Some Silicon Valley luminaries were more direct in their support of Mr. Cook, including Jan Koum, the chief executive of WhatsApp, the mobile messaging app owned by Facebook. In a message posted to Facebook, Mr. Koum said he admired Mr. Cook’s position on privacy.

“We must not allow this dangerous precedent to be set,” Mr. Koum wrote. “Today our freedom and our liberty is at stake.”

But behind the scenes, there was discomfort among some companies that have generally allied themselves with Apple on the topic of government surveillance.

All of the companies involved in Reform Government Surveillance, including Apple, acknowledge that they often comply with law enforcement requests for customer data when under order from a court. Apple’s stance in this case seemed overly antagonistic to some companies in the coalition, according to people privy to conversations on the matter who spoke on condition of anonymity because they were not authorized to speak on the record.

In its statement on Wednesday, Reform Government Surveillance chose its words carefully. The association’s member companies, the statement said, “remain committed to providing law enforcement with the help it needs while protecting the security of their customers and their customers’ information.”

There was also disagreement about Apple’s tactics. Gunter Ollmann, chief security officer at Vectra Networks, an information security company in San Jose, Calif., argued that the government’s demand that Apple help unlock the San Bernardino shooter’s iPhone was in line with similar one-time requests and that Apple was creating an unnecessarily high-stakes battle by framing the unlocking as creating a universal back door.

“I’m concerned that since Apple has attempted to deny the F.B.I. request citing use of ‘backdoors,’ should they lose this legal argument, the repercussions could be extensive to the entire security industry,” he said in a blog post.

If Apple had instead framed the issue as more of a tech-specific matter, “the prospect of a lost appeal would be greatly limited,” rather than “being included in appeals over anti-terrorism and a specific instance of a horrific crime,” Mr. Ollmann added.

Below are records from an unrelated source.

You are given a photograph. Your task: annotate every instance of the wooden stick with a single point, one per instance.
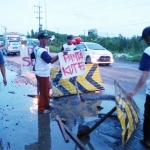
(62, 129)
(74, 138)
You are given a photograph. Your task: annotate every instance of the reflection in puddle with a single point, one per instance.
(34, 106)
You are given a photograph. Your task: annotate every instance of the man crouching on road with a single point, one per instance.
(2, 67)
(42, 72)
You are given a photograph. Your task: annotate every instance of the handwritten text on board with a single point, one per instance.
(72, 64)
(26, 62)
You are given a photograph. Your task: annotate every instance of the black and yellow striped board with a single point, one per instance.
(127, 112)
(91, 81)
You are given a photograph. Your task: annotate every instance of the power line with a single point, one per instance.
(78, 7)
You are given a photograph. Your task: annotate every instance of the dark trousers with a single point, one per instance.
(146, 124)
(44, 96)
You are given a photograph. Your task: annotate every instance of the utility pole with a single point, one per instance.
(5, 29)
(57, 30)
(84, 34)
(39, 17)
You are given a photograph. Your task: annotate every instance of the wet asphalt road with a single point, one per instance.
(22, 128)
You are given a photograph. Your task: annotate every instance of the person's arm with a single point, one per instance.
(2, 68)
(140, 83)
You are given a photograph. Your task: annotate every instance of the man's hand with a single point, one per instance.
(130, 94)
(65, 52)
(5, 82)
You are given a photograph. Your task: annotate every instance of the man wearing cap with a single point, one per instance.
(42, 72)
(2, 67)
(145, 67)
(68, 46)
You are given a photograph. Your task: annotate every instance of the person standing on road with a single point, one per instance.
(145, 67)
(42, 72)
(2, 67)
(68, 46)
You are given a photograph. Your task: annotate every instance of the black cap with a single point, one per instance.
(69, 37)
(145, 33)
(43, 35)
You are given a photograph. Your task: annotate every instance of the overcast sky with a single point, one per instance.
(109, 17)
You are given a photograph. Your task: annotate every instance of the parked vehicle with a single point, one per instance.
(11, 47)
(95, 53)
(32, 42)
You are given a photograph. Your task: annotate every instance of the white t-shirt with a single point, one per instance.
(42, 68)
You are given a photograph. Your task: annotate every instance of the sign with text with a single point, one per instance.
(26, 62)
(72, 64)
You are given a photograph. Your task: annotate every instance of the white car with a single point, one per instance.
(11, 47)
(95, 53)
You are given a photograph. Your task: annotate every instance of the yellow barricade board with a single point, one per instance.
(127, 111)
(91, 81)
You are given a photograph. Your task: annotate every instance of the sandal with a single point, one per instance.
(146, 143)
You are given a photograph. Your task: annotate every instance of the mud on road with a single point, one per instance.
(17, 122)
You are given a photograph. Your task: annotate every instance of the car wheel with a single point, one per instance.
(3, 51)
(88, 60)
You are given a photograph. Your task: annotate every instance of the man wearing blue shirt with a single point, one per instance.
(145, 67)
(42, 72)
(2, 67)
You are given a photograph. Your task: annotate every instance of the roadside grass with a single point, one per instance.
(133, 56)
(54, 49)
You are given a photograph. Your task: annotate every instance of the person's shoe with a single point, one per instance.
(51, 108)
(46, 111)
(146, 143)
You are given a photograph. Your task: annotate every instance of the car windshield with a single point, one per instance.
(95, 46)
(14, 43)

Privacy advocates speculated that one reason Apple was willing to stake out a bolder position against what it saw as law enforcement overreach was that it is not as eager for government business as some of its rivals. Amazon has a large deal with the Central Intelligence Agency to help run its cloud computing operations, for example.

On Wednesday, Microsoft touted a deal with the United States Department of Defense under which the department will standardize its computers on the company’s Windows 10 operating system. Microsoft has also pushed back against the government on issues including a high-profile court case in New York involving an effort to get Microsoft customer data stored outside the United States.

Marc Rotenberg, president of the Electronic Privacy Information Center, a privacy advocacy group, said some tech companies “are a little bit uneasy doing things on the law enforcement side that might disrupt their ability to win contracts.”

Privacy advocates also said that Apple was taking a stronger position on privacy matters because its business does not hinge on the online collection of large amounts of consumer data, unlike the operations of other tech companies like Google, Facebook and Twitter. In the past, Mr. Cook has contrasted the privacy policies of Apple, which makes the overwhelming majority of its money by selling devices like the iPhone and Macs, with those of Internet companies that make their money from advertising.

“A few years ago, users of Internet services began to realize that when an online service is free, you’re not the customer,” Mr. Cook wrote in a letter on privacyposted on Apple’s site in 2014. “You’re the product.”

Apple’s absolutist position is also seen by many as a reflection of Mr. Cook’s view that privacy is a human right.

“They’re deeply a consumer company,” said Ryan Calo, an assistant law professor at the University of Washington. “They’re less reliant on information as a business model. They sell things. I really think their C.E.O. has religion on privacy and personality matters.”